La conversation s'est terminé sur un crissement de pneus, un bruit sourd, moi criant, tombant du pont. Et puis plus rien. C'était la dernière fois que j'entendais ma déesse. A l'intérieur de la voiture, on retrouva mon téléphone, complètement mort, et mes papiers, pour certifier que j'avais bien été à l'intérieur. Ma mort simulée faisait les gros titres, et je ne faisais officiellement plus parti de ce monde. Nouvelle séparation. La pire de toute, parce que c'était moi qui l'avais décidée, celle là. J'espère seulement qu'un jour, elle me pardonnera. Une fois fait, j'ai quitté Londres. Je suis parti au nord, pour faire l'hermite. Pour me faire oublier. Pour commencer une nouvelle vie, la pire de toutes celles que j'aurais pu envisager. J'étais seul. Plus seul que je n'ai jamais été de toute ma vie. J'ai commencé à remonter l'Angleterre, en mangeant ce qu'on voulait bien me donner, jusqu'à ce que je tombe sur un truc.

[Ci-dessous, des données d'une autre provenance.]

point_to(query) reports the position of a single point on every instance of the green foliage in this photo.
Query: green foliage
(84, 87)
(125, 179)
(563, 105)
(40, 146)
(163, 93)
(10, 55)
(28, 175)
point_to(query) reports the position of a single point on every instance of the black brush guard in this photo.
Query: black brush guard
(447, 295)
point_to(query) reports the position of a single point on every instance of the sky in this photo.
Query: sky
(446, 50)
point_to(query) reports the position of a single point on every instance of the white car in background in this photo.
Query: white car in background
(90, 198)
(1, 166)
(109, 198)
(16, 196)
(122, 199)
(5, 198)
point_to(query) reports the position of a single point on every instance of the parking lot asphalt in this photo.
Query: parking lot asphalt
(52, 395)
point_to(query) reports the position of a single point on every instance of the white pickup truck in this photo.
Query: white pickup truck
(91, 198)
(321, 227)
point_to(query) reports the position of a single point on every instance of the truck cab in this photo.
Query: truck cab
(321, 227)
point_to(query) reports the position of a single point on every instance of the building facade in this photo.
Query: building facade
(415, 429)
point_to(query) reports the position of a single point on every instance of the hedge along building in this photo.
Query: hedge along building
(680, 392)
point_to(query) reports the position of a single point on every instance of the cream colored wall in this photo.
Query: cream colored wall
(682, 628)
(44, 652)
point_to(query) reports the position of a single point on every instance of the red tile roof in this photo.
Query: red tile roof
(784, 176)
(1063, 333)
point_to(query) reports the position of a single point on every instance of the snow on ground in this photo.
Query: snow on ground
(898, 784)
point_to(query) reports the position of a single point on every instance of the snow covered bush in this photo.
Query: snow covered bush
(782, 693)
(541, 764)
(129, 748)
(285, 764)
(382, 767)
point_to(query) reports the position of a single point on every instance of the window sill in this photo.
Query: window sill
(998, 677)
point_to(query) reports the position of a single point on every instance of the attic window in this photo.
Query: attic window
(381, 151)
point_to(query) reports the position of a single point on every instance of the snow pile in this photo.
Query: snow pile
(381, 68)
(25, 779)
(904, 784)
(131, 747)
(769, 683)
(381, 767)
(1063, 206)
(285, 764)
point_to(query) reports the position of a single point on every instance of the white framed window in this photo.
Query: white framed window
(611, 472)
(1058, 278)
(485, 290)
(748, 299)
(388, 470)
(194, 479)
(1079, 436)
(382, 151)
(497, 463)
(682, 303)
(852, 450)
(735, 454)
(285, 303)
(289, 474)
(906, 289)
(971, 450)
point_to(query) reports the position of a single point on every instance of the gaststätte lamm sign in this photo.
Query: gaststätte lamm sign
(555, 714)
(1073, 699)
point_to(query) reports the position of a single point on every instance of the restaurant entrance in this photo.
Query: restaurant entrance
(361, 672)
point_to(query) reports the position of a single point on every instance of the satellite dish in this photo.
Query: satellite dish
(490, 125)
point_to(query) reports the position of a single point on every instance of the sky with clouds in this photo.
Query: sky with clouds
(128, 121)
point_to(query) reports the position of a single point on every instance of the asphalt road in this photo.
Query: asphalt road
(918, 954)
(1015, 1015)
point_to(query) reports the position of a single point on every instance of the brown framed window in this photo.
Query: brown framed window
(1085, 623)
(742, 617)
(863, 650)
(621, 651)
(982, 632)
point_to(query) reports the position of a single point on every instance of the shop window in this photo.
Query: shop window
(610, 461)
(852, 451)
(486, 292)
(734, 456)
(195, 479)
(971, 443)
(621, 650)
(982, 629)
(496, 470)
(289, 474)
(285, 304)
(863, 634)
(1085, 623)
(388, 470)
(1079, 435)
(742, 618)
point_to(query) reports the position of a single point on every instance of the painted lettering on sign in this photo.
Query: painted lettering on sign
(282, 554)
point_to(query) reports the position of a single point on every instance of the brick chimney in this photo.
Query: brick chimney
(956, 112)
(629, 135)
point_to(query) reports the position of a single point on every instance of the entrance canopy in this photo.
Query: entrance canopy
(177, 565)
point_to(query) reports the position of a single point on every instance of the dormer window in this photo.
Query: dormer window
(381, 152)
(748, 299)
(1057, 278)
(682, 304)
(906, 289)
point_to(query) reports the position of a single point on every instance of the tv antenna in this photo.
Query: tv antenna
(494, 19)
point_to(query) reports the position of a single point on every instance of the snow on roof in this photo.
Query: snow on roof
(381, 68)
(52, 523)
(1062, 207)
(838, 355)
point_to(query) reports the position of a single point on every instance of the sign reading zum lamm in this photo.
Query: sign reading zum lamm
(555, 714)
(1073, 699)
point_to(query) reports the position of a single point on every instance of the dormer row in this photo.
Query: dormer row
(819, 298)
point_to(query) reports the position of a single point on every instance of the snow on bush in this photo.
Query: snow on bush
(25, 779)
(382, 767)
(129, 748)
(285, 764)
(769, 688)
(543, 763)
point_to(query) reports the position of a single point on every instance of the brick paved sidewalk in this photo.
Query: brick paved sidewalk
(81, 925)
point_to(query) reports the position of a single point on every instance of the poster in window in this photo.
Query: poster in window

« Ecoute moi bien mon garçon. Je n'ai pas d'argent pour engager quelqu'un, mais tu m'as montré que tu savais te servir de tes dix doigts. Alors, je te paie sous le manteau, tu dormiras en haut, à l'étage du garage, et je ne dirais rien à personne. En retour, ne t'attends pas à des miracles. La paie sera ridicule. Le travail, dur. C'est à prendre ou à laisser, fiston. »
Ce mec, c'était Clayton, le garagiste. Je travaillais au black, dans un garage à Newton Bewley, quasiment tout au nord, pour tenter de survivre. Ce n'était pas très bien payé, mais le patron était sympa avec moi, et il me couvrait. De là, je vivais comme je pouvais.